Namun, faktanya sampai sekarang tak satu pun Ulama dan Aktivis 212 yang dikriminalisasi dihentikan kasusnya. Bahkan sebagian kasusnya, alih-alih di-SP3 malah justru diangkat ke pengadilan hingga divonis penjara, seperti Alfian Tanjung, Jonru Ginting, Buni Yani, Habib Haidar, Asma Dewi serta lainnya.
Kala itu, Ketua GNPF MUI Bachtiar Nasir menyebut pemerintah saat ini dalam setiap kebijakannya selalu berpendapat tidak menyudutkan umat Islam. Namun, GNPF menangkap perasaan umat Islam yang selalu dibenturkan dengan Pancasila, NKRI dan kebhinekaan. Ada kesan bahwa hukum yang diterapkan selama ini terasa tajam hanya kepada ulama Islam.

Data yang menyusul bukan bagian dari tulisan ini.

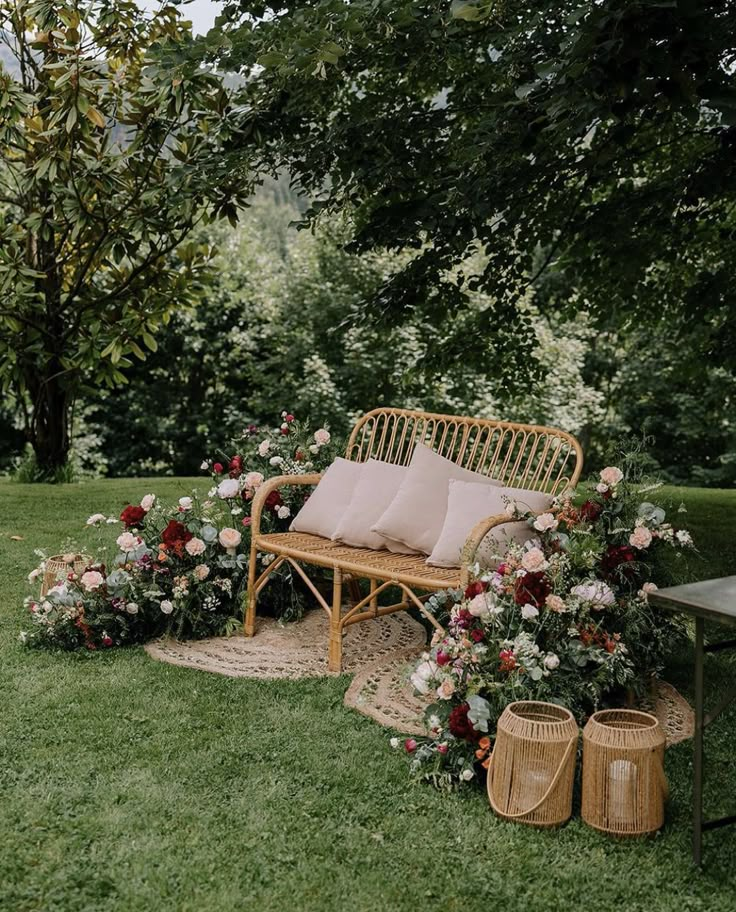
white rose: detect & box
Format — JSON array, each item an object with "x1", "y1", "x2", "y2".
[
  {"x1": 595, "y1": 482, "x2": 609, "y2": 494},
  {"x1": 571, "y1": 581, "x2": 616, "y2": 610},
  {"x1": 599, "y1": 466, "x2": 624, "y2": 487},
  {"x1": 461, "y1": 769, "x2": 475, "y2": 782},
  {"x1": 219, "y1": 528, "x2": 242, "y2": 550},
  {"x1": 185, "y1": 537, "x2": 206, "y2": 557},
  {"x1": 179, "y1": 496, "x2": 193, "y2": 511},
  {"x1": 126, "y1": 602, "x2": 139, "y2": 615},
  {"x1": 314, "y1": 428, "x2": 331, "y2": 446},
  {"x1": 544, "y1": 653, "x2": 560, "y2": 670},
  {"x1": 389, "y1": 737, "x2": 400, "y2": 749},
  {"x1": 140, "y1": 494, "x2": 156, "y2": 512},
  {"x1": 410, "y1": 660, "x2": 438, "y2": 695},
  {"x1": 217, "y1": 478, "x2": 241, "y2": 499},
  {"x1": 521, "y1": 603, "x2": 539, "y2": 621},
  {"x1": 200, "y1": 460, "x2": 209, "y2": 471},
  {"x1": 308, "y1": 444, "x2": 319, "y2": 454},
  {"x1": 243, "y1": 471, "x2": 265, "y2": 489},
  {"x1": 269, "y1": 456, "x2": 284, "y2": 466},
  {"x1": 277, "y1": 505, "x2": 291, "y2": 520},
  {"x1": 27, "y1": 568, "x2": 42, "y2": 582},
  {"x1": 160, "y1": 600, "x2": 174, "y2": 615},
  {"x1": 116, "y1": 532, "x2": 139, "y2": 552},
  {"x1": 533, "y1": 512, "x2": 558, "y2": 533},
  {"x1": 639, "y1": 582, "x2": 658, "y2": 599},
  {"x1": 676, "y1": 529, "x2": 693, "y2": 546},
  {"x1": 257, "y1": 440, "x2": 271, "y2": 457}
]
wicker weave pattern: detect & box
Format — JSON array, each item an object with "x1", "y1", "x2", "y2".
[
  {"x1": 487, "y1": 701, "x2": 579, "y2": 828},
  {"x1": 41, "y1": 554, "x2": 92, "y2": 597},
  {"x1": 246, "y1": 408, "x2": 583, "y2": 672},
  {"x1": 581, "y1": 709, "x2": 667, "y2": 836}
]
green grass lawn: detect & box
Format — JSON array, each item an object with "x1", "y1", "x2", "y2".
[{"x1": 2, "y1": 478, "x2": 736, "y2": 912}]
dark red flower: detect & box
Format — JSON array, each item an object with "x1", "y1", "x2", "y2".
[
  {"x1": 161, "y1": 520, "x2": 193, "y2": 549},
  {"x1": 470, "y1": 628, "x2": 485, "y2": 643},
  {"x1": 265, "y1": 490, "x2": 283, "y2": 510},
  {"x1": 499, "y1": 649, "x2": 517, "y2": 673},
  {"x1": 514, "y1": 571, "x2": 551, "y2": 608},
  {"x1": 452, "y1": 608, "x2": 474, "y2": 630},
  {"x1": 102, "y1": 635, "x2": 113, "y2": 647},
  {"x1": 280, "y1": 427, "x2": 289, "y2": 436},
  {"x1": 213, "y1": 462, "x2": 224, "y2": 475},
  {"x1": 436, "y1": 650, "x2": 451, "y2": 666},
  {"x1": 448, "y1": 703, "x2": 480, "y2": 742},
  {"x1": 464, "y1": 580, "x2": 489, "y2": 600},
  {"x1": 600, "y1": 544, "x2": 638, "y2": 582},
  {"x1": 120, "y1": 505, "x2": 146, "y2": 528},
  {"x1": 580, "y1": 499, "x2": 603, "y2": 522},
  {"x1": 295, "y1": 449, "x2": 305, "y2": 462},
  {"x1": 229, "y1": 455, "x2": 243, "y2": 478}
]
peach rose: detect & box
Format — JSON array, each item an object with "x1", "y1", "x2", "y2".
[
  {"x1": 218, "y1": 528, "x2": 242, "y2": 550},
  {"x1": 194, "y1": 564, "x2": 210, "y2": 581},
  {"x1": 521, "y1": 548, "x2": 548, "y2": 573},
  {"x1": 436, "y1": 679, "x2": 456, "y2": 700},
  {"x1": 545, "y1": 594, "x2": 566, "y2": 613},
  {"x1": 243, "y1": 471, "x2": 264, "y2": 489},
  {"x1": 185, "y1": 537, "x2": 206, "y2": 557},
  {"x1": 629, "y1": 526, "x2": 653, "y2": 550}
]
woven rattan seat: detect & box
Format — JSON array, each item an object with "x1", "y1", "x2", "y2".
[{"x1": 246, "y1": 408, "x2": 583, "y2": 671}]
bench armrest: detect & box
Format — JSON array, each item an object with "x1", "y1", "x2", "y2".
[
  {"x1": 460, "y1": 513, "x2": 529, "y2": 586},
  {"x1": 250, "y1": 473, "x2": 322, "y2": 536}
]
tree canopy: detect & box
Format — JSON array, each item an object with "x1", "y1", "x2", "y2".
[
  {"x1": 0, "y1": 0, "x2": 255, "y2": 475},
  {"x1": 210, "y1": 0, "x2": 736, "y2": 374}
]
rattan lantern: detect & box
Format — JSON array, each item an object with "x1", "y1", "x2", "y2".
[
  {"x1": 582, "y1": 709, "x2": 667, "y2": 837},
  {"x1": 40, "y1": 553, "x2": 92, "y2": 596},
  {"x1": 487, "y1": 701, "x2": 579, "y2": 828}
]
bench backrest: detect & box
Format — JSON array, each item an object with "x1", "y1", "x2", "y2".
[{"x1": 346, "y1": 407, "x2": 583, "y2": 495}]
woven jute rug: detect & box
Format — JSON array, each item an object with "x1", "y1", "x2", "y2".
[
  {"x1": 343, "y1": 652, "x2": 695, "y2": 747},
  {"x1": 144, "y1": 610, "x2": 427, "y2": 679}
]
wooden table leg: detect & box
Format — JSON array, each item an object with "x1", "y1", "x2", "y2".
[{"x1": 693, "y1": 616, "x2": 705, "y2": 867}]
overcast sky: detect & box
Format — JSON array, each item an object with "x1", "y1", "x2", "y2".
[{"x1": 140, "y1": 1, "x2": 223, "y2": 35}]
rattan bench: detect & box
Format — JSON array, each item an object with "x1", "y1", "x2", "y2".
[{"x1": 245, "y1": 408, "x2": 583, "y2": 672}]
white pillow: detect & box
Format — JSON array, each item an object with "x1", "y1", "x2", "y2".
[
  {"x1": 333, "y1": 459, "x2": 417, "y2": 552},
  {"x1": 427, "y1": 479, "x2": 554, "y2": 568},
  {"x1": 371, "y1": 443, "x2": 503, "y2": 555},
  {"x1": 289, "y1": 458, "x2": 363, "y2": 539}
]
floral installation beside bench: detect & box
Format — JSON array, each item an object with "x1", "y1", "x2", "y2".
[
  {"x1": 399, "y1": 457, "x2": 695, "y2": 790},
  {"x1": 21, "y1": 414, "x2": 339, "y2": 650}
]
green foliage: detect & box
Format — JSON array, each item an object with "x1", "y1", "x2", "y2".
[
  {"x1": 208, "y1": 0, "x2": 736, "y2": 376},
  {"x1": 0, "y1": 0, "x2": 255, "y2": 474}
]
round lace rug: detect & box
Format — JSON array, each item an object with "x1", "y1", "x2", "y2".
[
  {"x1": 144, "y1": 610, "x2": 427, "y2": 679},
  {"x1": 344, "y1": 652, "x2": 695, "y2": 747}
]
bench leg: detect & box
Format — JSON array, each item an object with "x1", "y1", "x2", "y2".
[
  {"x1": 369, "y1": 579, "x2": 378, "y2": 617},
  {"x1": 244, "y1": 540, "x2": 258, "y2": 637},
  {"x1": 328, "y1": 567, "x2": 343, "y2": 673}
]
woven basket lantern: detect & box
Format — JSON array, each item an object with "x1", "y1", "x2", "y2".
[
  {"x1": 582, "y1": 709, "x2": 667, "y2": 837},
  {"x1": 40, "y1": 553, "x2": 92, "y2": 596},
  {"x1": 487, "y1": 701, "x2": 579, "y2": 828}
]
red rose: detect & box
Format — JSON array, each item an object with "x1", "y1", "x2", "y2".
[
  {"x1": 161, "y1": 520, "x2": 193, "y2": 548},
  {"x1": 580, "y1": 500, "x2": 603, "y2": 522},
  {"x1": 213, "y1": 462, "x2": 224, "y2": 475},
  {"x1": 285, "y1": 414, "x2": 295, "y2": 423},
  {"x1": 464, "y1": 580, "x2": 488, "y2": 600},
  {"x1": 600, "y1": 544, "x2": 638, "y2": 582},
  {"x1": 499, "y1": 648, "x2": 517, "y2": 673},
  {"x1": 280, "y1": 427, "x2": 289, "y2": 436},
  {"x1": 470, "y1": 629, "x2": 485, "y2": 643},
  {"x1": 404, "y1": 738, "x2": 417, "y2": 753},
  {"x1": 514, "y1": 571, "x2": 551, "y2": 608},
  {"x1": 436, "y1": 650, "x2": 451, "y2": 666},
  {"x1": 448, "y1": 703, "x2": 480, "y2": 742},
  {"x1": 102, "y1": 635, "x2": 113, "y2": 647},
  {"x1": 265, "y1": 490, "x2": 283, "y2": 510},
  {"x1": 120, "y1": 505, "x2": 146, "y2": 528},
  {"x1": 295, "y1": 450, "x2": 305, "y2": 462}
]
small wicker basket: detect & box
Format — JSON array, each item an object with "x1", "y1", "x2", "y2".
[
  {"x1": 581, "y1": 708, "x2": 667, "y2": 837},
  {"x1": 487, "y1": 701, "x2": 579, "y2": 828},
  {"x1": 40, "y1": 553, "x2": 92, "y2": 596}
]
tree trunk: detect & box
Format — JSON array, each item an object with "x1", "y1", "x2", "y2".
[{"x1": 25, "y1": 366, "x2": 72, "y2": 477}]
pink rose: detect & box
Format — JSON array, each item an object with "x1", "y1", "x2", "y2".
[
  {"x1": 313, "y1": 428, "x2": 331, "y2": 446},
  {"x1": 116, "y1": 532, "x2": 139, "y2": 552},
  {"x1": 244, "y1": 471, "x2": 264, "y2": 489},
  {"x1": 533, "y1": 512, "x2": 558, "y2": 533},
  {"x1": 599, "y1": 466, "x2": 624, "y2": 487},
  {"x1": 185, "y1": 537, "x2": 206, "y2": 557},
  {"x1": 629, "y1": 526, "x2": 653, "y2": 550},
  {"x1": 437, "y1": 743, "x2": 449, "y2": 754},
  {"x1": 404, "y1": 739, "x2": 418, "y2": 753},
  {"x1": 80, "y1": 570, "x2": 104, "y2": 592}
]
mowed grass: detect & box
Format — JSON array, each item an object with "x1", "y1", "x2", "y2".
[{"x1": 1, "y1": 478, "x2": 736, "y2": 912}]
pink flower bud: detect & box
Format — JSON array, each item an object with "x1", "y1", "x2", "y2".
[
  {"x1": 213, "y1": 462, "x2": 224, "y2": 474},
  {"x1": 404, "y1": 738, "x2": 418, "y2": 753}
]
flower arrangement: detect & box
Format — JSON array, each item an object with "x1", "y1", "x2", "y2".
[
  {"x1": 21, "y1": 413, "x2": 339, "y2": 650},
  {"x1": 401, "y1": 455, "x2": 694, "y2": 789}
]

“Kami menginginkan Habib Rizieq kembali ke Indonesia dengan damai tanpa pemaksaan yang akan semakin menambah kegaduhan di tengah umat, dan ini akan menghabiskan energi yang tidak produktif,” ujar Bachtiar Nasir, dikutip dari keterangan resmi GNPF MUI, Senin (26/6/2017).
Kenyataannya, bukan saja harapan Tim 7 tidak dikabulkan. Malah tersiar kabar, sejumlah tokoh, di antaranya Bachtiar Natsir, Zaitun Rasmin, Dr. Jeje Zaenudin, Khalil Nafis, Luthfi Fathullah, Shalahudin Al Ayubi, Abdullah Gymnastiar (Aa Gym). Mereka di bawa wisata ke negeri komunis Cina.
Memang benar, rezim Jokowi sekarang sedang bermesraan dengan penguasa Komunis Cina. Pada tanggal 3 April 2018 lalu, Badan Nasional Penanggulangan Terorisme (BNPT) memberangkatkan sebanyak 22 orang eks Napi Terorisme (Napiter) ke Beijing, Cina.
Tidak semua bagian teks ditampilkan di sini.